Auf Glasplatten gebannt hat Otto Hofmann aber auch lustige und lebensfrohe Motive. Etwa vbei der „Fahrt ins Grüne“: Kinder sitzen auf einem kleinen Leiterwagen, der von einer Ziege gezogen wird. Vor allem seine Tochter inszenierte Otto Hofmann gerne mit ihren Freunden - etwa beim Baden oder auf dem Schulweg.
Die Sonderausstellung konzipiert hat Christine Reinhold vom Freilichtmuseum. Sie konnte aus dem Motiv-Fundus wählen, von dem ein kleiner Teil zu sehen ist. „Von seiner Tochter Anna gibt es viele Fotografien, er setzte sie in Szene wie eine Schauspielerin“, erzählt sie. Mit den verschiedenen Leinwänden und Requisiten erzeugte der Fotograf unterschiedliche Stimmungen. So gab es das bürgerliche Zimmer, eine Waldwiese und andere. „Was mich fasziniert hat: Schon um 1900 hat Otto Hofmanns Frau, die auch Anna hieß, retuschiert: Falten geglättet, Pickel entfernt und für eine Taille gesorgt, indem an richtiger Stelle ein kleines Dreieck reingeschnitten wurde. Die Problemchen waren schon damals dieselben“, verrät Christine Reinhold.

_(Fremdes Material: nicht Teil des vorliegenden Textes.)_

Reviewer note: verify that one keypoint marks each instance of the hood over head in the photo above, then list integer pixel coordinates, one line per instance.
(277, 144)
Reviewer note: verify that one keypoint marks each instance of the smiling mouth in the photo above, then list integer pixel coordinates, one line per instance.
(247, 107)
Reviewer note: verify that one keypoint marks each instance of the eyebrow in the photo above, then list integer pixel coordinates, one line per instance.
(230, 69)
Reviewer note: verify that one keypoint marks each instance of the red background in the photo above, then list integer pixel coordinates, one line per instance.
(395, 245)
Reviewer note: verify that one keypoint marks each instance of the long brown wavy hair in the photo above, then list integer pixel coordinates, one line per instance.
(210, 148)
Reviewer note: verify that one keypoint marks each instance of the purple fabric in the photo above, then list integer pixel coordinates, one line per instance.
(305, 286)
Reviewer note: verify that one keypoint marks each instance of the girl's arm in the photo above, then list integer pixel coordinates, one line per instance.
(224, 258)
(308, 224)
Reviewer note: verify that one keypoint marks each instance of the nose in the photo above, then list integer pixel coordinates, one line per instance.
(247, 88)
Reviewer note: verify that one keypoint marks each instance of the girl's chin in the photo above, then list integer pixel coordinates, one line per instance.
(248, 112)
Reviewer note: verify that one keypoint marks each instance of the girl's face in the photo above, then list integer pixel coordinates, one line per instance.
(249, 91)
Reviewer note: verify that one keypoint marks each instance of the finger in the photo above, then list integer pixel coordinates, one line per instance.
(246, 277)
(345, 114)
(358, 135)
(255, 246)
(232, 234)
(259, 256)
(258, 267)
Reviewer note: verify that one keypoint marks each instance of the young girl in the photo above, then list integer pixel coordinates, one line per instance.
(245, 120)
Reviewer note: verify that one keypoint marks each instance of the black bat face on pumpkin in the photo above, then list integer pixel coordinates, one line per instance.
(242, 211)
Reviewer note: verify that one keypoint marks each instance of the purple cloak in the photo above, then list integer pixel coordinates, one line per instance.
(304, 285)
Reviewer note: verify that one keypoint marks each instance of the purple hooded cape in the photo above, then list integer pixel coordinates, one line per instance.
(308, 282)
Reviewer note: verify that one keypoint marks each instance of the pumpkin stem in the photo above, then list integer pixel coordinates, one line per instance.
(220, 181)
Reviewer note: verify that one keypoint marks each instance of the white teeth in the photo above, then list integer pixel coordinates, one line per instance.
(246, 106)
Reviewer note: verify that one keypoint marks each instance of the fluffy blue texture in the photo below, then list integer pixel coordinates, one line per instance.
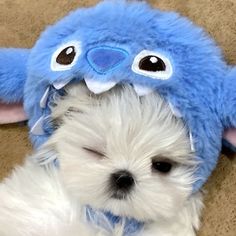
(104, 59)
(108, 222)
(202, 85)
(13, 74)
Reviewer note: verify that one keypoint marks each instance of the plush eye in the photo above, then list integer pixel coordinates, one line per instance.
(152, 64)
(94, 152)
(162, 166)
(65, 57)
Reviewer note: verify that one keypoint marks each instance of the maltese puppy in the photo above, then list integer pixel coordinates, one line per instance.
(118, 164)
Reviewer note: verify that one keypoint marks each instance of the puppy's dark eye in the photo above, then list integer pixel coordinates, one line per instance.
(66, 56)
(152, 63)
(161, 166)
(94, 152)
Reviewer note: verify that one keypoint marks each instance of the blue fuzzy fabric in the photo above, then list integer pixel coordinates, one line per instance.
(202, 86)
(13, 74)
(107, 221)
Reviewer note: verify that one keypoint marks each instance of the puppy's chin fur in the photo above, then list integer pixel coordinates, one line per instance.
(98, 136)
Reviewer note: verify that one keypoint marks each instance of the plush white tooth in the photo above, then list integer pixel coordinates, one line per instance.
(191, 142)
(142, 90)
(37, 128)
(99, 87)
(59, 85)
(43, 101)
(175, 111)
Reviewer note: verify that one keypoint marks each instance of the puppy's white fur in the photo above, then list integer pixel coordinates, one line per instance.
(129, 132)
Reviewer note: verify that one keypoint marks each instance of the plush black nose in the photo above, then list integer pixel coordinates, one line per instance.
(122, 180)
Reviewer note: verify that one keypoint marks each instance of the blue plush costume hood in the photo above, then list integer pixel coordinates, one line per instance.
(114, 42)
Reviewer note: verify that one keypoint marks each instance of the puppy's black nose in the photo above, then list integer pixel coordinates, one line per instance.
(122, 180)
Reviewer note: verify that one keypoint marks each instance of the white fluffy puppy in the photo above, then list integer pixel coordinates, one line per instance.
(125, 168)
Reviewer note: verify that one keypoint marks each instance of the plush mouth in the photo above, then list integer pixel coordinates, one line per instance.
(98, 87)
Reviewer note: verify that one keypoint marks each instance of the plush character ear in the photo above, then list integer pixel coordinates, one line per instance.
(229, 110)
(13, 63)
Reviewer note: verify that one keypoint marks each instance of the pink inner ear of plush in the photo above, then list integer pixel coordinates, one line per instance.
(230, 136)
(12, 113)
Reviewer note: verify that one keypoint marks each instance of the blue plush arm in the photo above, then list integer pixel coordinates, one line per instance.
(13, 64)
(228, 109)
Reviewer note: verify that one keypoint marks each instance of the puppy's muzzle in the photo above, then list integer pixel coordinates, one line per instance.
(121, 183)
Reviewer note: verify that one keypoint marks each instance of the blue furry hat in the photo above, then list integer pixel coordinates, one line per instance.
(126, 42)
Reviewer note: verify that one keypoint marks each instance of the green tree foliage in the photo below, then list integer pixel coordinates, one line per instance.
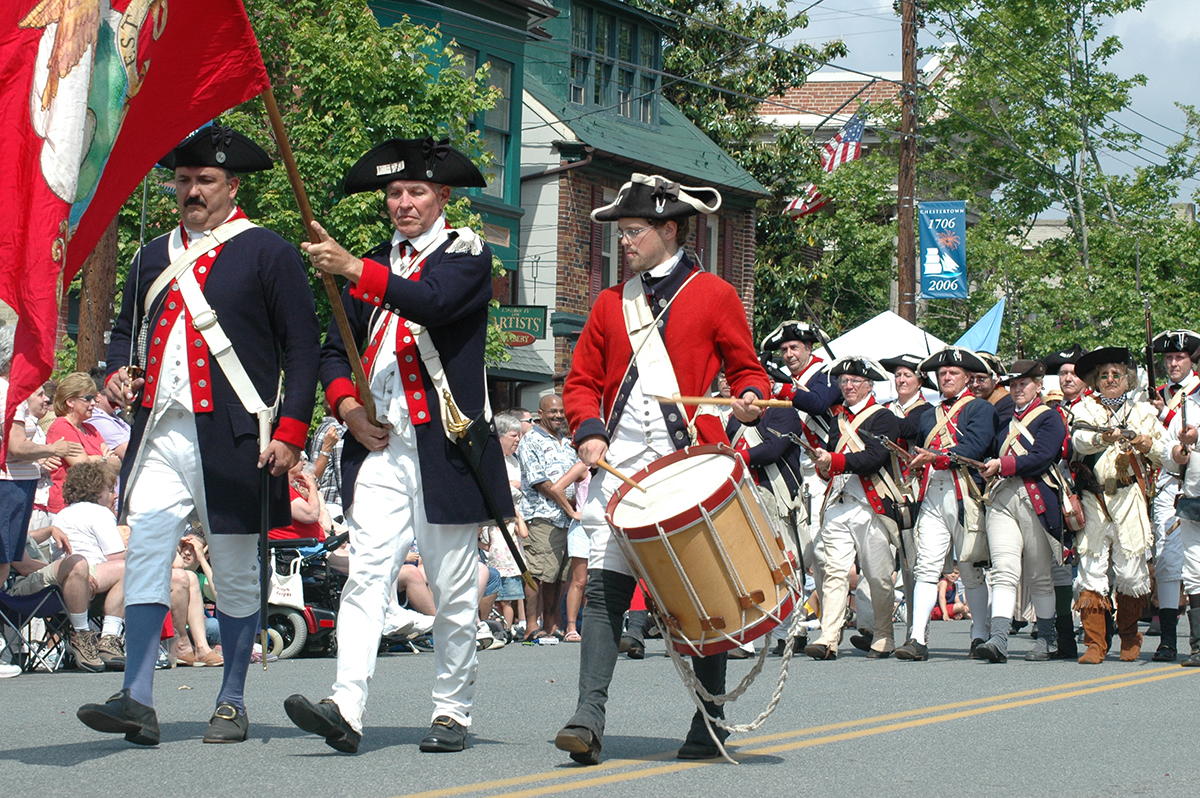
(1015, 137)
(343, 83)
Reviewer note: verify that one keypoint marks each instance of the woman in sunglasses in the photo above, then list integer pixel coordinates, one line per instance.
(73, 402)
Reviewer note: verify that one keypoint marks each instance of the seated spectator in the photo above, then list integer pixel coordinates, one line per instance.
(89, 522)
(71, 575)
(951, 601)
(106, 417)
(73, 403)
(325, 454)
(187, 598)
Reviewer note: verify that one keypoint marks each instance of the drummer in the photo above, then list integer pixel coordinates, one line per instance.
(607, 399)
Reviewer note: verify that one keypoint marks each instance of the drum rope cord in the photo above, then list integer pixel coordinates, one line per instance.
(699, 694)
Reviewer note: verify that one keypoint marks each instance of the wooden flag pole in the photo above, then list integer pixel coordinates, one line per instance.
(335, 299)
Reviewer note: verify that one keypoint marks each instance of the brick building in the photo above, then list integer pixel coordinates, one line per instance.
(593, 114)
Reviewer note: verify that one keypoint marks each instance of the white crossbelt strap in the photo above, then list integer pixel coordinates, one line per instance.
(204, 319)
(216, 237)
(654, 367)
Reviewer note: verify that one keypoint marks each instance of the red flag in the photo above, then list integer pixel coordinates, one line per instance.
(93, 93)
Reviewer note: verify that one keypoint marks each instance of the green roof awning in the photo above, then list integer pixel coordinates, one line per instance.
(675, 147)
(523, 366)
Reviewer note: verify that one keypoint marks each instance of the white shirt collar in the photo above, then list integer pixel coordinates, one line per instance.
(196, 235)
(425, 239)
(665, 268)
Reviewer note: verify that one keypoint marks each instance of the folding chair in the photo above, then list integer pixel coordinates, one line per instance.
(17, 612)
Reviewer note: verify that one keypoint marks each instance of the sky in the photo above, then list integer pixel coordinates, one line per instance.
(1162, 42)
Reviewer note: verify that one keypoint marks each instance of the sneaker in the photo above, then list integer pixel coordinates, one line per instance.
(112, 652)
(84, 646)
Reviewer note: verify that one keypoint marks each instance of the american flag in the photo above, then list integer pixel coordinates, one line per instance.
(846, 145)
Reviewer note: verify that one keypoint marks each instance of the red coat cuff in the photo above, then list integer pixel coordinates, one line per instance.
(372, 285)
(337, 390)
(292, 431)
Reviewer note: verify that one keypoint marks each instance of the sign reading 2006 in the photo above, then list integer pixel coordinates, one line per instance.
(943, 250)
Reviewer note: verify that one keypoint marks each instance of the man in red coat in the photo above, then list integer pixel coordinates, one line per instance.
(688, 324)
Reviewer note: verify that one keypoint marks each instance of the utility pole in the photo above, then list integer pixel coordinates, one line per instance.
(906, 183)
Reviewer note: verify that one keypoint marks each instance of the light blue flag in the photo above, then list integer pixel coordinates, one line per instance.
(984, 334)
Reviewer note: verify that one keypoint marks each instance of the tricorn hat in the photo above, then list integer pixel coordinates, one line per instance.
(1024, 369)
(658, 199)
(793, 330)
(959, 357)
(858, 366)
(995, 367)
(1056, 360)
(216, 145)
(912, 363)
(412, 159)
(1176, 341)
(1091, 363)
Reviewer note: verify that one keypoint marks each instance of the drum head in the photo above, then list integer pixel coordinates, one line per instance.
(673, 489)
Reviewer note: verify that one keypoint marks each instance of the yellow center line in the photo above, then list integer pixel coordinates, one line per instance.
(876, 725)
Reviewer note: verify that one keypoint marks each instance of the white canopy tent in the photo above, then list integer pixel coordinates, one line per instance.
(887, 335)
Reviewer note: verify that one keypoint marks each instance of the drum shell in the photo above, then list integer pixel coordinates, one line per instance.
(732, 511)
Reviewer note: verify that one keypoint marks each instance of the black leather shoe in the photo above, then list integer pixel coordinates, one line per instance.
(990, 653)
(227, 725)
(863, 640)
(1164, 654)
(325, 720)
(699, 750)
(581, 743)
(912, 651)
(445, 735)
(819, 652)
(123, 715)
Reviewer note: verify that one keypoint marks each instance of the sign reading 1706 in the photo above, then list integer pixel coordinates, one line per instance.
(943, 255)
(523, 323)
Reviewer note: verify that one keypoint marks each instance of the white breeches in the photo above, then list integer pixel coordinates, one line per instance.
(387, 515)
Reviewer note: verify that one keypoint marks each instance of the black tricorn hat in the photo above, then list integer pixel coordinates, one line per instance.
(1176, 341)
(412, 159)
(1091, 363)
(858, 366)
(793, 330)
(658, 199)
(1056, 360)
(1024, 369)
(216, 145)
(912, 363)
(959, 357)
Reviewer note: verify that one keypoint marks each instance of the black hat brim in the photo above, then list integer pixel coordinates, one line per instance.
(419, 160)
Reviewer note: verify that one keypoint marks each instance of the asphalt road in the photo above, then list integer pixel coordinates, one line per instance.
(846, 727)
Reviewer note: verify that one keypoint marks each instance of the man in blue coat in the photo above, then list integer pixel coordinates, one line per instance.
(199, 436)
(1024, 520)
(419, 305)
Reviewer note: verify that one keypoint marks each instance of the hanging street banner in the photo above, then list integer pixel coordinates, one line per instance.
(943, 250)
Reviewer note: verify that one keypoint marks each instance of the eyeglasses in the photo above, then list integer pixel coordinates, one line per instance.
(631, 233)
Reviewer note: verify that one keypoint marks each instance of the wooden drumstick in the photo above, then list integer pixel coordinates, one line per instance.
(604, 463)
(718, 400)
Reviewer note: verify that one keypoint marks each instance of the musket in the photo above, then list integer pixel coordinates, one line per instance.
(1126, 432)
(1151, 383)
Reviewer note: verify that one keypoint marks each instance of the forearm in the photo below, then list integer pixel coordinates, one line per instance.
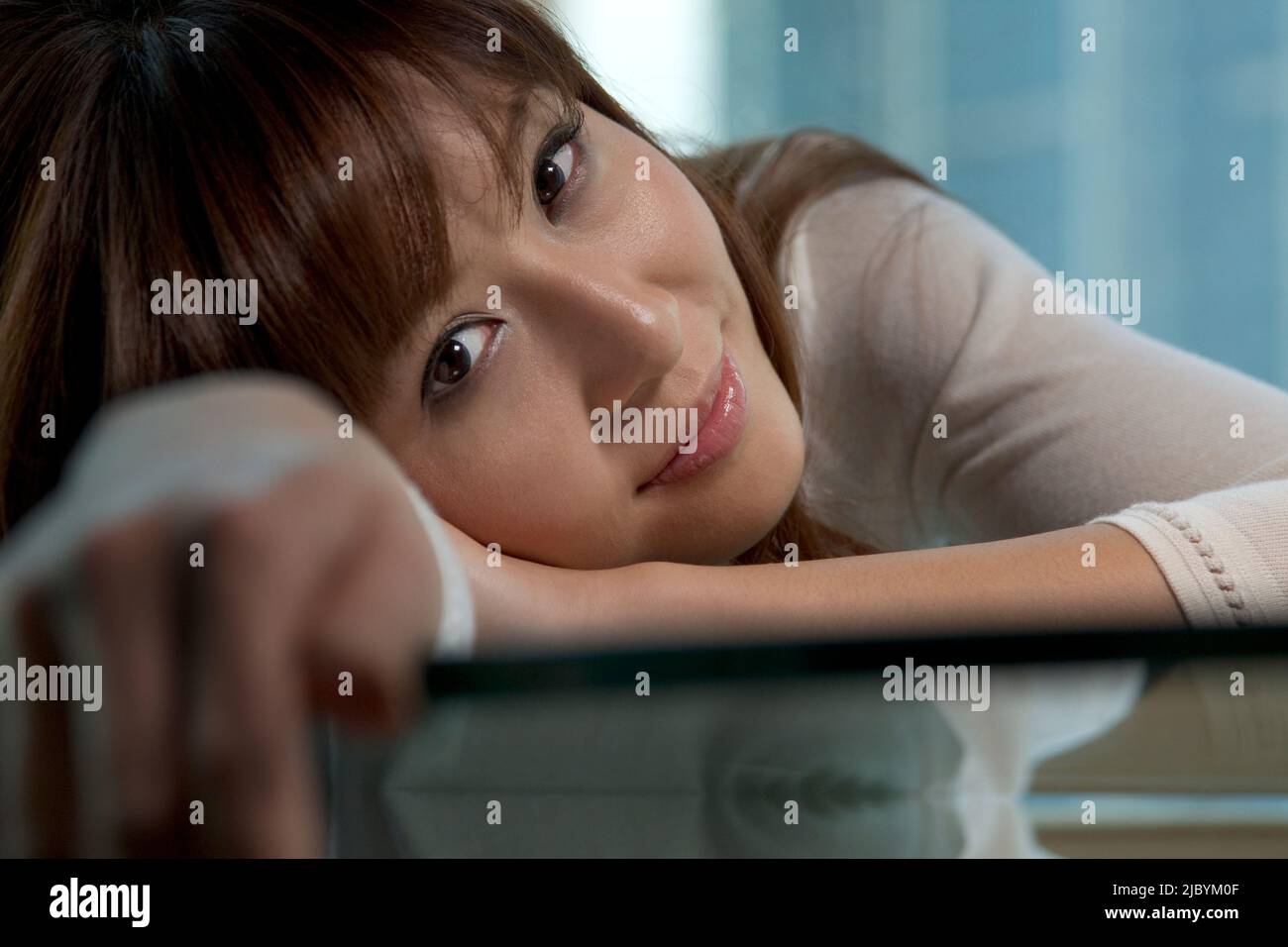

„Wir haben auch einen Bildungsauftrag“, sagt Steffi Cornelius. Bei der Museumsaktion können sich die Besucher mit der Geschichte der Fotografie auseinandersetzen. „Das wird gut angenommen“, konnte sie in der Scheuer beobachten. Für die Museumsleiterin ist das Konzept dann perfekt aufgegangen, wenn die Besucher zu Hause nach dem Schuhkarton mit den alten Fotos suchen und in den alten Fotos stöbern. „Sie wissen dann, in welchem Umfeld ihre Urgroßeltern sich fotografieren ließen und wie die Bilder entstanden sind. Sie haben aber auch etwas über die Fotografie gelernt“, sagt Steffi Cornelius. Sie freut sich auch besonders über die aktuelle Romanreihe „Die Fotografin“ der Bestsellerautorin Petra Durst-Benning. Die für ihre historischen Romanen bekannte Schriftstellerin ist in Kirchheim keine Unbekannte, stand sie doch lange Zeit im elterlichen Antiquitäten-Geschäft in der Max-Eyth-Straße hinter dem Tresen. Die Buchpräsentation des ersten Bands „Am Anfang des Weges“ fand passend dazu im Freilichtmuseum Beuren statt, wo die Gäste auch gleich das Tageslicht- atelier besichtigen konnten.
Info Wie zu Urgroßelterns Zeiten in Szene setzen können sich die Besucher noch bis zum 1. November in der Scheuer aus Gärtringen. Geöffnet hat das Freilichtmuseum in Beuren immer dienstags bis sonntags von 11 bis 18 Uhr.